Player Skill, Power Rankings, and Statistical Literacy in PTCG

🖉 Tate Whitesell | @twhitesell42

When I started playing the Pokémon TCG in early 2016, the world of resources available to competitive players was completely different than it is now. Many of the popular streamers we know in the scene today had not even ventured into content creation yet. I did not create PokéStats until the very end of that year, and, impossible as it seems now, Limitless did not exist until early 2017. The best thing we had in terms of data collection and statistical analysis in competitive Pokémon TCG was The Charizard Lounge's archives of Cities/States/Regional Day 2 results and metagame tables. 

Now it's a few days from 2022, the competitive scene has been almost entirely online for nearly two years, and the amount of resources available to both new and experienced players has exploded relative to even a few years prior. The vast amounts of data produced by the Limitless Online Tournament Platform has dramatically changed the way we approach analysis of metagame evolution, and due to the ease of availability of lists (and the "hive-mind" nature of netdecking from content creators and top Limitless placements), top archetypes are "solved" relatively quickly relative to what we used to see. 

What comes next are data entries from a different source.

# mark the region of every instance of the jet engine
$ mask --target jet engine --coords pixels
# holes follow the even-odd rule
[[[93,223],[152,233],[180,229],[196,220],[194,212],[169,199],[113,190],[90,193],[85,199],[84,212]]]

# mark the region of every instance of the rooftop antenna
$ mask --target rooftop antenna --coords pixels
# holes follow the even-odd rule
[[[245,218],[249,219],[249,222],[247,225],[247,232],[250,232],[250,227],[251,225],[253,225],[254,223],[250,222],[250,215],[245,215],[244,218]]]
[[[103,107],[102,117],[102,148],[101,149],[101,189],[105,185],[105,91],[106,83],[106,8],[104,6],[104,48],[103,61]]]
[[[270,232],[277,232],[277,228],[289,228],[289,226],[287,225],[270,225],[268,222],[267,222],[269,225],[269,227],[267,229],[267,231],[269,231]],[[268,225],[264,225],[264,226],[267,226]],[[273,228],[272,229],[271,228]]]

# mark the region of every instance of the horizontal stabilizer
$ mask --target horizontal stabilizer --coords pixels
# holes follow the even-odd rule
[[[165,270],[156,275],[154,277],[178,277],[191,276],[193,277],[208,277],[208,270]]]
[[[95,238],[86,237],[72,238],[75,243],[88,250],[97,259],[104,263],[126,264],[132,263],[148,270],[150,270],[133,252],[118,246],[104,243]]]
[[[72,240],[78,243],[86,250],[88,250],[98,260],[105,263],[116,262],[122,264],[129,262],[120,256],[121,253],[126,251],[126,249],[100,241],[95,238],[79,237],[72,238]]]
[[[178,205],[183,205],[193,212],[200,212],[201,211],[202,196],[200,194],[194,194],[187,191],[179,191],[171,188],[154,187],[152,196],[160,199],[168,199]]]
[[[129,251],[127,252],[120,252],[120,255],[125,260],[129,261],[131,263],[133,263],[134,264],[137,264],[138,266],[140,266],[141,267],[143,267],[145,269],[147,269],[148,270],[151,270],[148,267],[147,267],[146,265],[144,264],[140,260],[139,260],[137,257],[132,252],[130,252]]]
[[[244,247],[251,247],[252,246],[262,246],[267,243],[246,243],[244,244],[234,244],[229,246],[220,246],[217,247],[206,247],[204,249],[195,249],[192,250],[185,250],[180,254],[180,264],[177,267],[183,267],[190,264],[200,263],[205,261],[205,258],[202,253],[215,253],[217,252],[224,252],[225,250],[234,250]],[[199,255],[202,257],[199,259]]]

Another, related change has come about with regard to how we track the progress and accomplishments of players in the online tournament scene, and who we think of as "top" players. With the "official" Championship Points (CP) system used by TPCI on hiatus for nearly two years with the physical tournament scene on pause, new attempts at creating global player rankings have arisen within the community. We hosted player rankings here on PokéStats for several formats in the past year, holding invitational tournaments for the Top 32 finishers for each format. Another ranking system that appeared in 2021 and has gained popularity recently is TrainerHill

TrainerHill is possibly the best aggregation of competitive Pokémon TCG data we have seen to date: it pulls data directly from the Limitless Online Tournament Platform to provide a wealth of information on the metagame, card counts in decks, and even players' personal statistics such as top finishes and most played decks. One feature of TrainerHill is its leaderboard, which ranks online-tournament players by the amount of points they have earned, using a system somewhat similar to the old PokéStats system to assign points to players based on their placement and the size of the event. However, there are issues with this system. A number of small but important differences from the PokéStats system can affect how points are earned in a way that can skew the player rankings, and the statistics presented on the leaderboard page are not indicative of true player skill. 

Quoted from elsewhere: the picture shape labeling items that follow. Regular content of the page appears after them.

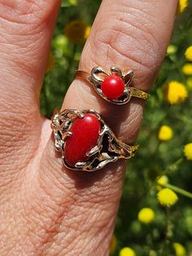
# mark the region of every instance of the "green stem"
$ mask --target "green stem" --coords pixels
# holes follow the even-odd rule
[[[173,185],[171,185],[168,183],[165,184],[164,187],[167,188],[170,188],[170,189],[173,190],[174,192],[177,192],[178,194],[181,194],[182,196],[187,196],[187,197],[192,199],[192,193],[189,192],[188,191],[185,191],[182,188],[180,188],[178,187],[176,187],[176,186],[173,186]]]
[[[169,166],[167,170],[161,173],[161,174],[164,175],[166,174],[167,173],[169,173],[170,171],[177,170],[179,168],[180,165],[183,162],[183,160],[184,160],[183,157],[179,158],[178,160],[177,160],[176,162]]]

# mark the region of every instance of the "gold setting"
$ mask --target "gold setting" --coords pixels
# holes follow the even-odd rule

This article is not a takedown of TrainerHill! I use TrainerHill frequently, think it is an excellent resource, and have been in contact with its webmaster multiple times discussing potential changes. What I aim to do with this article is twofold: first, to suggest how TrainerHill might be able to better present the data it collects to create a better player-ranking system; and second, to encourage Pokémon TCG players to gain some statistical literacy and have a better idea of how to analyze data. 

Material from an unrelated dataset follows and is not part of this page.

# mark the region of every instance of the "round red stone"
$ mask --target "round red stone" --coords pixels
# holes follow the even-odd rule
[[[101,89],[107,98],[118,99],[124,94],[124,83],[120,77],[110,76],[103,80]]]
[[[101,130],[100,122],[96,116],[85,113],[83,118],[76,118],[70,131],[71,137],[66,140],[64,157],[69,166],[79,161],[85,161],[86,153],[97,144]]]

Unless otherwise noted, data cited in this article were collected and analyzed on 29 December 2021. 

As I see it, these are the major issues with how data is currently presented on TrainerHill:

Issue 1: By default, players on the leaderboard are ranked by total points, not win percentage or mean points per event. 

Using a cumulative measure rather than a summary statistic (such as mean points earned) means that the leaderboard is primarily a display of who plays the most online tournaments--not necessarily who is performing best in them. 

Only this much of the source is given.